Alex había oído muchas veces eso de que Italia era mágica, pero era una persona práctica y pensaba que sólo sería una noción romántica.
Ahora estaba descubriendo que lo de la magia era real.
Quizá se debiera a la luz, que intensificaba todos los colores. O quizá fuera la ciudad de Florencia, con sus edificios medievales, donde las calles de piedra se mezclaban con las modernas calzadas.
Intentaba no dejarse seducir por la belleza de la ciudad, pero era imposible… Sin embargo, sólo había ido allí para conseguir su dinero y en cuanto lo hiciese volvería a Londres, donde la esperaban acciones de la empresa y su boda con David. En otras palabras, su vida real.
Pero le parecía menos real de repente. Y no tenía prisa por volver.
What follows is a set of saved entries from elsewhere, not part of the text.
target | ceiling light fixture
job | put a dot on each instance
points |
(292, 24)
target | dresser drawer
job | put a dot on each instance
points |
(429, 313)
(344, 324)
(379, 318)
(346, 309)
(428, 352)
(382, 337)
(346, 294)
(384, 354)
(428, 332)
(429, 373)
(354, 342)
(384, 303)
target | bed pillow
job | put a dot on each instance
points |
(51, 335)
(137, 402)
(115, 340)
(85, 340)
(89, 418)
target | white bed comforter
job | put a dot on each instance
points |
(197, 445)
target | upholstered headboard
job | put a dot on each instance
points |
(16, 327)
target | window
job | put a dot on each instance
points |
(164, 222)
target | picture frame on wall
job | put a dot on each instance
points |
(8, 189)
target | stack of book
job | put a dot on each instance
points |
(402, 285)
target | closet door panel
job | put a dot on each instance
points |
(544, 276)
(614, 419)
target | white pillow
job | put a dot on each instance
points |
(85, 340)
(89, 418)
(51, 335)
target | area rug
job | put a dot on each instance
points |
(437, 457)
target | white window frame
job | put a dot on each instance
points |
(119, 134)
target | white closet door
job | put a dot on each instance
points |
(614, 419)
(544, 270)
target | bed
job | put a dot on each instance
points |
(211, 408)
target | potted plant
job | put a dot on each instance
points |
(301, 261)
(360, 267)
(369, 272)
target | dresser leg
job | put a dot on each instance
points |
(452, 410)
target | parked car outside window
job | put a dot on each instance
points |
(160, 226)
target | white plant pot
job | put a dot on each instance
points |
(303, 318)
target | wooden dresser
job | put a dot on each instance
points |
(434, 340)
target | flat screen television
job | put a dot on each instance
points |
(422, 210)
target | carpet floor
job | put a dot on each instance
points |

David le había dicho que se tomase el tiempo que hiciera falta, y quizá fuera mejor quedarse unos días más de lo previsto…
Sí, haría eso.
Así que al día siguiente apagó el móvil, alquiló un coche y tomó la autopista que llevaba a Fiesole.
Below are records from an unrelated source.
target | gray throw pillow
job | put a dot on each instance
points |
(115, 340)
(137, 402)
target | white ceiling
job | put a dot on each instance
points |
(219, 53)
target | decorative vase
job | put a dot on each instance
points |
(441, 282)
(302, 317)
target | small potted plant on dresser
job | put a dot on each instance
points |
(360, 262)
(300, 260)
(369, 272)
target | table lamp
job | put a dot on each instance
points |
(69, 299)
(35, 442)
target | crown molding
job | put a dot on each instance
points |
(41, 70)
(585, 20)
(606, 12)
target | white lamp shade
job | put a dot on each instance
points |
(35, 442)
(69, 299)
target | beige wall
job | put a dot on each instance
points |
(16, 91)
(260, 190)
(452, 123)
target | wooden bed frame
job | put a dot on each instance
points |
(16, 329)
Después de caminar por sus calles de piedra durante horas, encontró un restaurante con terraza y tomó un café, observando los cipreses y las elegantes casas del valle.
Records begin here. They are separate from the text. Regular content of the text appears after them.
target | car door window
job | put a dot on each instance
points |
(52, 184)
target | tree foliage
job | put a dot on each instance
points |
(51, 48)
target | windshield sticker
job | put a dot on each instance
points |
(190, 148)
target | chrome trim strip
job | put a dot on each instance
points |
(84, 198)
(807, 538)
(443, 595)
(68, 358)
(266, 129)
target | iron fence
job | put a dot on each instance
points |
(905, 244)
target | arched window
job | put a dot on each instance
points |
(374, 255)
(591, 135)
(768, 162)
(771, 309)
– Está en buena compañía -dijo una voz tras ella.
Rinaldo había aparecido de repente. Pero aquel día no había antagonismo en su expresión.
– ¿En buena compañía?
– Sus escritores ingleses, Shelley y Dickens, una vez admiraron este valle. Ahí abajo está la villa de Lorenzo de Medici.
– ¿Ah, sí?
– Este pueblo es conocido como «la madre de Florencia». Mire alrededor y verá por qué.
Alex lo vio de inmediato. La ciudad de Florencia, a unos ocho kilómetros de allí, se veía desde la terraza. La cúpula del Duomo destacaba entre los demás tejados.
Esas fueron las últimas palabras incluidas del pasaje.